Ekonomi

Kebutuhan Uang Tunai Meningkat, BI Siapkan Rp152,14 Triliun pada Lebaran 2021

Avatar
×

Kebutuhan Uang Tunai Meningkat, BI Siapkan Rp152,14 Triliun pada Lebaran 2021

Sebarkan artikel ini
Ilustrasi: ANTARA/Muhammad Adimaja.

BARISAN.CO – Bank Indonesia menyiapkan uang kartal sejumlah Rp152,14 triliun untuk menyambut Lebaran 2021. Jumlah tersebut lebih banyak 39,33% dibanding realisasi penarikan uang tunai pada Idul Fitri tahun sebelumnya yang sebanyak Rp109,2 triliun.

Kepala Departemen Pengelolaan Uang BI, Marlison Hakim, menyebut kenaikan itu disebabkan faktor-faktor seperti perbaikan asumsi makro, penyaluran bansos, peningkatan mobilitas masyarakat, serta program vaksinasi yang terus dijalankan pemerintah.

“Uang baru Lebaran masih dibutuhkan walaupun animonya tidak sebesar kondisi normal. Permintaan uang baru di perbankan sudah mulai meningkat.” Ujar Marlison Hakim dalam konferensi pers secara virtual, Rabu (14/4).

Meski meningkat di tahun 2021, Marlison menyebut gelontoran uang kartal masih relatif lebih rendah dibanding sebelum Covid-19. Detailnya, realisasi penarikan uang kartal di 2017 adalah Rp163,20 triliun; 2018 sebesar Rp191,30 triliun; dan 2019 sebesar Rp192 triliun.

“Memang di 2020 saat awal pandemi terjadi di Indonesia, permintaan uang kartal turun termasuk pada periode Ramadan dan Lebaran. Tahun lalu realisasinya Rp109,2 triliun itu turun cukup tajam sebesar 43,13 persen dari tahun sebelumnya,” jelasnya.

Dalam perkiraan BI, penarikan uang terbanyak pada Lebaran kali ini akan terjadi di pulau Jawa dengan besaran Rp59,4 triliun. Dari jumlah itu, 27 persen di antaranya akan berputar di wilayah Jakarta, Bogor, Depok, dan Bekasi.

Seterusnya, penarikan di wilayah Sumatera diperkirakan mencapai Rp25,95 triliun; Kalimantan Rp10,39 triliun; Sulampua Rp10,85 triliun; serta wilayah Bali & Nusa Tenggara Rp5,58 triliun.

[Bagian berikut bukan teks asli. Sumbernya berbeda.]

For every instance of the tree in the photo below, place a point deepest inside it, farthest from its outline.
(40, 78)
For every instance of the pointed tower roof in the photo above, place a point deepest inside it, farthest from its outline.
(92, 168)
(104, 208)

“BI menjamin kebutuhan uang kartal di masyarakat dalam nominal yang cukup dan pecahan yang sesuai kebutuhan, tepat waktu, dan kondisi layak siap edar dapat ditemui,” kata Marlison.

Marlison juga mengatakan bahwa sebanyak 90,07% uang kartal yang akan didistribusikan adalah varian pecah Rp50 dan Rp100 ribu. Sementara sisanya merupakan pecahan Rp20 ribu ke bawah. BI menjamin uang yang diterbitkan selama Ramadan dan Lebaran ini higienis. Kebersihan baik itu uang kertas hingga uang logam telah dijaga sedemikian rupa.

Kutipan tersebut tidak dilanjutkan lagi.